Embrace your replacement photographer, and communicate with them throughout the day. Talk to them about details that you discussed in your meetings and planning with the person you hired. Give them room to work in their way, but let them know what is important to you. Share with them any shot lists you had prepared, maybe let them scroll through your Pinterest page on your phone while your hair stylist finishes up. Enjoy your day and have fun!

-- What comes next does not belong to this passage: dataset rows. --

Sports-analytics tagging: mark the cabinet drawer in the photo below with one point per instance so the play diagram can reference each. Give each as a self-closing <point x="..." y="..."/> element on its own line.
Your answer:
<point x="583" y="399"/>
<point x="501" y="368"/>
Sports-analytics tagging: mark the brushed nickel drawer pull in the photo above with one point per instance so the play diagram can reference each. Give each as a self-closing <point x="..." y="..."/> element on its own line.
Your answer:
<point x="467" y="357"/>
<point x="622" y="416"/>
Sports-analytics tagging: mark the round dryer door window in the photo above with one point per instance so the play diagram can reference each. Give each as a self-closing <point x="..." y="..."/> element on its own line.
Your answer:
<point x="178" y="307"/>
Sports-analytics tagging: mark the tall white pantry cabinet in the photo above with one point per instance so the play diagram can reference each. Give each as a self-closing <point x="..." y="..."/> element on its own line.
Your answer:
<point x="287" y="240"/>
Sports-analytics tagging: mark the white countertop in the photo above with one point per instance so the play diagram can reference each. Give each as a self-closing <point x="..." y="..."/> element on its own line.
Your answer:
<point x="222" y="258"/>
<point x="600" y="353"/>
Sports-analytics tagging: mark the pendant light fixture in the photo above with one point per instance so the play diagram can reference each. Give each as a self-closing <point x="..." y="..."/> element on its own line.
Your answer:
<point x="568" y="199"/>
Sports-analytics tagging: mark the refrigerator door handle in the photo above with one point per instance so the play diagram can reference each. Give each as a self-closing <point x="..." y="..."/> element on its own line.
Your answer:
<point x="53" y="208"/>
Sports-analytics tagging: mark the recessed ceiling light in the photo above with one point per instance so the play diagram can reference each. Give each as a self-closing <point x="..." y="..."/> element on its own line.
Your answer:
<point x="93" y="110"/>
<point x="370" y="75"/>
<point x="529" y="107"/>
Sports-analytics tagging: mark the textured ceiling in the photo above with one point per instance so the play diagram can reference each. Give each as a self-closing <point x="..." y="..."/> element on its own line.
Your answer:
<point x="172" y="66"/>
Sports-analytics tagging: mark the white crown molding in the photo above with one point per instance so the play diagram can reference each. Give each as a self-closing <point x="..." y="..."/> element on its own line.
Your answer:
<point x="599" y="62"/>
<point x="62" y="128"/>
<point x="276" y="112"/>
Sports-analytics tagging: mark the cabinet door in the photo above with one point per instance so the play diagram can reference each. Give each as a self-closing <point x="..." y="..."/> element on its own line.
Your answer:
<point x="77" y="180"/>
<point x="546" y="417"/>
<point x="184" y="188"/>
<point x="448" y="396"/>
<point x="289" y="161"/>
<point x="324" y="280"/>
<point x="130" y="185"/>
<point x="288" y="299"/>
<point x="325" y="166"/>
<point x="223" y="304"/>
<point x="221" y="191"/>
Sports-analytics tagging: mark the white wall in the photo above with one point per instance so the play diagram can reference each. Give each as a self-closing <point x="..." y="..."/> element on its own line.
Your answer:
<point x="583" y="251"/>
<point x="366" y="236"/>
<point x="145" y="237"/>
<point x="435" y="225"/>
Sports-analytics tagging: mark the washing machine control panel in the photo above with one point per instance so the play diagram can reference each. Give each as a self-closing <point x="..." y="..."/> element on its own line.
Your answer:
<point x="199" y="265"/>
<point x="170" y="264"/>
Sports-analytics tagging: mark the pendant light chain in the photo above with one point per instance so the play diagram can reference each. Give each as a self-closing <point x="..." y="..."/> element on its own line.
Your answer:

So back to Bug & Alex's wedding day. Here's how it went down. At 6:22am, I posted a plea for help in our group. I included the start time and location, a few details, and promised to check back online in an hour. I then emailed Bug and let her know that I wasn't certain yet, but I was sick and was seeking a potential replacement for myself. I was so relieved at her response, because she was incredibly understanding! She said that she trusted my judgment and appreciated that I was taking action and being realistic about my limits. I kept in touch with her throughout the morning. By 8:20am, I had talked with a good 3-4 photographers whose work I would have easily trusted and who were willing and able to cover me. I felt so much better by that point that I was able to sleep a couple of hours before making a final call.

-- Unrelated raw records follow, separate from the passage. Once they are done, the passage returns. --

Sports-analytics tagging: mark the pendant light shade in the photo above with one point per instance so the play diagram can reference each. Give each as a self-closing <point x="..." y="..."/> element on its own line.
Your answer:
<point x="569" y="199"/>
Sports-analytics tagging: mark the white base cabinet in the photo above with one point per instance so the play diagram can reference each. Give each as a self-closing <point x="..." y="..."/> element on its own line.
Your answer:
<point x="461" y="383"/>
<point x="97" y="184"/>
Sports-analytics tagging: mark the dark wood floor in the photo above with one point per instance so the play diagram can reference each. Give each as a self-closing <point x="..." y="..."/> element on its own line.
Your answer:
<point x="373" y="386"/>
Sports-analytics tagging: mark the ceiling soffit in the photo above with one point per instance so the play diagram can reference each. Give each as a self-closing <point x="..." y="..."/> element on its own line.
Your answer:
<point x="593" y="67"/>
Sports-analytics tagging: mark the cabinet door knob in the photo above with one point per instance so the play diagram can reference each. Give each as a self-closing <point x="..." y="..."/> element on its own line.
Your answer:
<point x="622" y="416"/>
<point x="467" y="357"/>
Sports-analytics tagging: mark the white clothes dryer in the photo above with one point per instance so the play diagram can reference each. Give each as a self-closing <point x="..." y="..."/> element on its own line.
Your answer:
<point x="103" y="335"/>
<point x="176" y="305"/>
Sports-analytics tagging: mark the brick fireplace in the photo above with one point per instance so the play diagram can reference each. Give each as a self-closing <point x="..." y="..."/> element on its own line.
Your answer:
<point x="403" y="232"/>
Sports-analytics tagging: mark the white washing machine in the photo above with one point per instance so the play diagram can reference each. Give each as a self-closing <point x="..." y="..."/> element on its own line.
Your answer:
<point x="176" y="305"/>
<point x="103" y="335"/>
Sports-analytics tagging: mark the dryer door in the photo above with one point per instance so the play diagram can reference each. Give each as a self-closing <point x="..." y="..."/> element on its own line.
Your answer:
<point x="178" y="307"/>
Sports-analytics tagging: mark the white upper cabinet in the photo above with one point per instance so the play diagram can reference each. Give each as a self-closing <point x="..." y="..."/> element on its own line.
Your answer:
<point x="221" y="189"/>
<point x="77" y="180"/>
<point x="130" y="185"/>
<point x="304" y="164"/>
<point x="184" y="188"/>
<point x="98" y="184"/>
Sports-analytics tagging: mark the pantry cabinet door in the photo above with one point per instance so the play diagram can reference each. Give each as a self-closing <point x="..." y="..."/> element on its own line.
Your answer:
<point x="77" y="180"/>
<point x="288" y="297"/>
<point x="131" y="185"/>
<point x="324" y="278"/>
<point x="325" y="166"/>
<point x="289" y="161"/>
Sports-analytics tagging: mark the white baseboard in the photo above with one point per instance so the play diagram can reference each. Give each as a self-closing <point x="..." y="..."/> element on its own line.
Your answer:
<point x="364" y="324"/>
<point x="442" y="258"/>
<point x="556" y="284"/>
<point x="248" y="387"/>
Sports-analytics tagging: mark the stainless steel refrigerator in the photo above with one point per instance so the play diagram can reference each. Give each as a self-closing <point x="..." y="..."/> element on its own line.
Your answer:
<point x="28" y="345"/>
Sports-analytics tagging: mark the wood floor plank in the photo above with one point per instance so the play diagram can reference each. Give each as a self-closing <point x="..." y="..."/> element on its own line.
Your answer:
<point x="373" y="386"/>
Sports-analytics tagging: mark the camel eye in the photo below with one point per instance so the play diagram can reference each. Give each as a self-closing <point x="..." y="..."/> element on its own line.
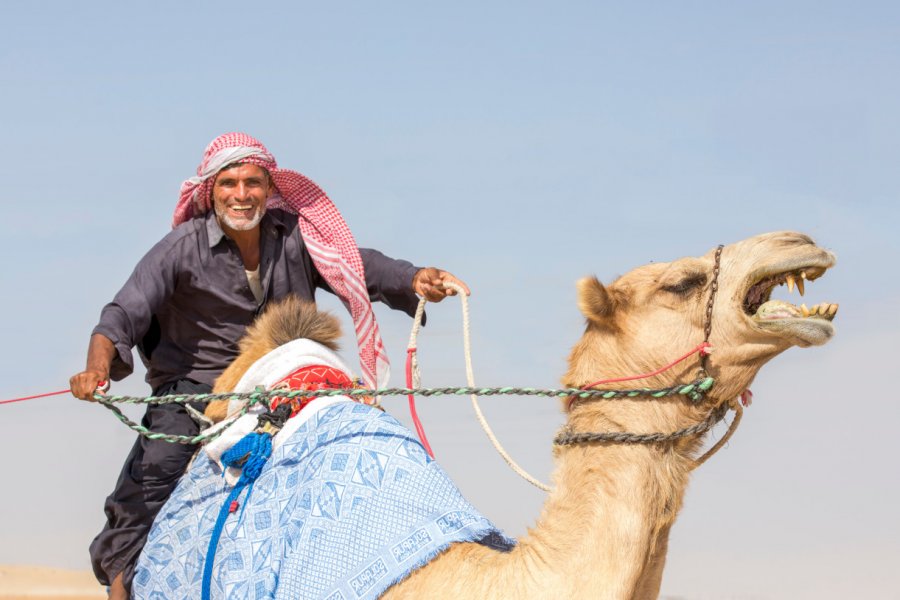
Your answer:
<point x="686" y="285"/>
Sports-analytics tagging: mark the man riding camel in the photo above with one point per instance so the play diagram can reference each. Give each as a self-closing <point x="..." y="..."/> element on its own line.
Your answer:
<point x="245" y="233"/>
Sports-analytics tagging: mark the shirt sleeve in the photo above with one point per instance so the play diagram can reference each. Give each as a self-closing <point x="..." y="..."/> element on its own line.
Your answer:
<point x="127" y="319"/>
<point x="389" y="280"/>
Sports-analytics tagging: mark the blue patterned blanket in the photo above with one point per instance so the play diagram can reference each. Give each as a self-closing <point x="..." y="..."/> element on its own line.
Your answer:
<point x="347" y="506"/>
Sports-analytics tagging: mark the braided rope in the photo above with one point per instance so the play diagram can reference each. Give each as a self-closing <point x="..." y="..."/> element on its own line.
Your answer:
<point x="568" y="437"/>
<point x="470" y="379"/>
<point x="695" y="391"/>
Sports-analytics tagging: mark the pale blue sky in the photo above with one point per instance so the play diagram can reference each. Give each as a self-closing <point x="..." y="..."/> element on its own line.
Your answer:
<point x="520" y="145"/>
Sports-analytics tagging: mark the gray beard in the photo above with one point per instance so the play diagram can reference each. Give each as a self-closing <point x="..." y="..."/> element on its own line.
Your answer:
<point x="244" y="225"/>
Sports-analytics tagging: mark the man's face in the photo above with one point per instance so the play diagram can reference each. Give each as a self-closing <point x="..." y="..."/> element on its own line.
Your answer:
<point x="239" y="196"/>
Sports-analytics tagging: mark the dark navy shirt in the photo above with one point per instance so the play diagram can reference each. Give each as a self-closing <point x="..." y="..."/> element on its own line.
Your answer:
<point x="188" y="302"/>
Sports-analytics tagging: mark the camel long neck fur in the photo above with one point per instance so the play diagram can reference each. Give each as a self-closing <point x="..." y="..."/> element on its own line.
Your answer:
<point x="603" y="530"/>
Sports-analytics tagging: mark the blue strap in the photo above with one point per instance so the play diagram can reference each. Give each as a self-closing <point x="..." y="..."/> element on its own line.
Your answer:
<point x="250" y="455"/>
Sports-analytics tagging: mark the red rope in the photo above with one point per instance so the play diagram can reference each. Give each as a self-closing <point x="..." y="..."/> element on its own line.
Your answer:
<point x="412" y="403"/>
<point x="66" y="391"/>
<point x="703" y="349"/>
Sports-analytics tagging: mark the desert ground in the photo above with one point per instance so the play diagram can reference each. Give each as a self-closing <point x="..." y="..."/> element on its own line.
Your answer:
<point x="45" y="583"/>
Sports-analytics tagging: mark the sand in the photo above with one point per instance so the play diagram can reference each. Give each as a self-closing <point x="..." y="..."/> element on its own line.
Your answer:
<point x="46" y="583"/>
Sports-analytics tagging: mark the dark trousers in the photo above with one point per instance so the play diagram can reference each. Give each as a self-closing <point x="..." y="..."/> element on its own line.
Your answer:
<point x="149" y="476"/>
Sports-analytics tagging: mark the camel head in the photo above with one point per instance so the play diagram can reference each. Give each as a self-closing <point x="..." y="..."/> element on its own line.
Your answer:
<point x="654" y="314"/>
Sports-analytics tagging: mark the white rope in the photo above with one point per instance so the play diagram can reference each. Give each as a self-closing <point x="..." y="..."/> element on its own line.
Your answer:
<point x="470" y="378"/>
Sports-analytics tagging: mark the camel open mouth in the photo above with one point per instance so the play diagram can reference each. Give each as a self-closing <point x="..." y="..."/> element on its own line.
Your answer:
<point x="803" y="325"/>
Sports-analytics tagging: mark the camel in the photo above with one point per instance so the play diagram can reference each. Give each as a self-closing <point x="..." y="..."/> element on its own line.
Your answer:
<point x="603" y="531"/>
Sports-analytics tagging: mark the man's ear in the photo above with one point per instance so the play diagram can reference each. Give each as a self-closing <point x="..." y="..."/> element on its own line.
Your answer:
<point x="596" y="303"/>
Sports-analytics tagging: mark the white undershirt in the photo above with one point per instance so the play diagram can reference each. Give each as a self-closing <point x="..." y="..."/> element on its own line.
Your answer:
<point x="255" y="285"/>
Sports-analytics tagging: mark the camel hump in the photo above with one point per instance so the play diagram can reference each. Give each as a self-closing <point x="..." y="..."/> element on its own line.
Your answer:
<point x="290" y="319"/>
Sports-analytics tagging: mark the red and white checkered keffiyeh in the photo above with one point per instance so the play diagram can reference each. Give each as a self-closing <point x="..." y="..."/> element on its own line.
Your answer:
<point x="326" y="235"/>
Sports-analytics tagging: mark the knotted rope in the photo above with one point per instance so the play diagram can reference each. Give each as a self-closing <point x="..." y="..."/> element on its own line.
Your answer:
<point x="249" y="455"/>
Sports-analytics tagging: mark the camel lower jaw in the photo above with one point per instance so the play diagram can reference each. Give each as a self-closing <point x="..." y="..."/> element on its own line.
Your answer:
<point x="799" y="331"/>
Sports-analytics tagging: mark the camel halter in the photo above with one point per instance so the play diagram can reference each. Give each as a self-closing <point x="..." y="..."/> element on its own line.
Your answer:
<point x="568" y="437"/>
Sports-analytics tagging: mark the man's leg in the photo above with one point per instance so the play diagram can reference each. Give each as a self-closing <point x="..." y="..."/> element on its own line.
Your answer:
<point x="149" y="476"/>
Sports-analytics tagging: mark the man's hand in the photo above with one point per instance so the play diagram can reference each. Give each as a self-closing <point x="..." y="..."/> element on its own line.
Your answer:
<point x="429" y="283"/>
<point x="100" y="355"/>
<point x="84" y="384"/>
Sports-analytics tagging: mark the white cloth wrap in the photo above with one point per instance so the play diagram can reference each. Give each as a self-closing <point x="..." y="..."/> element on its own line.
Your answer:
<point x="266" y="372"/>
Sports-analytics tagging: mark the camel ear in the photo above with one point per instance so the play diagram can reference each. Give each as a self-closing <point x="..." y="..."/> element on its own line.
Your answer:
<point x="595" y="302"/>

When I couldn't shake the body aches, chills, and nausea, I knew it was going to be better for my couple if I stayed home. By noon, the bride and groom knew that my friend Jerrad Hamilton and my second shooter, Graydon, would be covering me. I pouted a little over the shots I had imagined with the two of them. I sent Jerrad some images from my own portfolio that represented what I had discussed with the couple. I connected Jerrad and Graydon over text so they could communicate when they arrived at the location. Graydon came to my house to pick up some memory cards, and both of the guys opted to arrive a little early, which just added to my ability to relax! When the wedding was over, the cards were dropped back off at my house and I had everything in my hands. I was able to post a few peeks a couple days later when I was recovered.

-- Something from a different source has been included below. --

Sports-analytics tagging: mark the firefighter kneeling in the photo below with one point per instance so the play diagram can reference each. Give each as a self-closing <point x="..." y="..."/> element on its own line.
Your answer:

I still want to work with Bug & Alex, so my personal decision was to offer them a portrait session at a later date. I did this before the wedding, and I guess it was my way of reassuring them that even if they didn't get exactly what they expected on the wedding day, we would do our best to make up for it later. This might not be something that all photographers are able to offer, but for me it was what felt right. Once I saw the images that were created by my awesome backup team, though, I was happy. I felt entirely comfortable with the quality of work that was done, and I will be forever grateful for the Wisconsin photographers in my community who jumped in to serve my clients and I.
If you're a Wisconsin bride or groom, let me assure you that you are in good hands. I don't know what it's like in other states- but it's pretty great here! The photographers I've come to know over the past several years have really made an impression on me with their kindness, generosity, and friendliness. They take care of one another. It's a group I am proud to be a part of. And I'm not the only one who has benefited from this community- I've stepped in when I've been able to help out, too, as have so many others.
So if you aren't here in our glorious Wisco crowd, what is your professional backup plan? I'd love to hear what other people do, and I know that sharing about this will only build confidence in our clients' minds. Share away!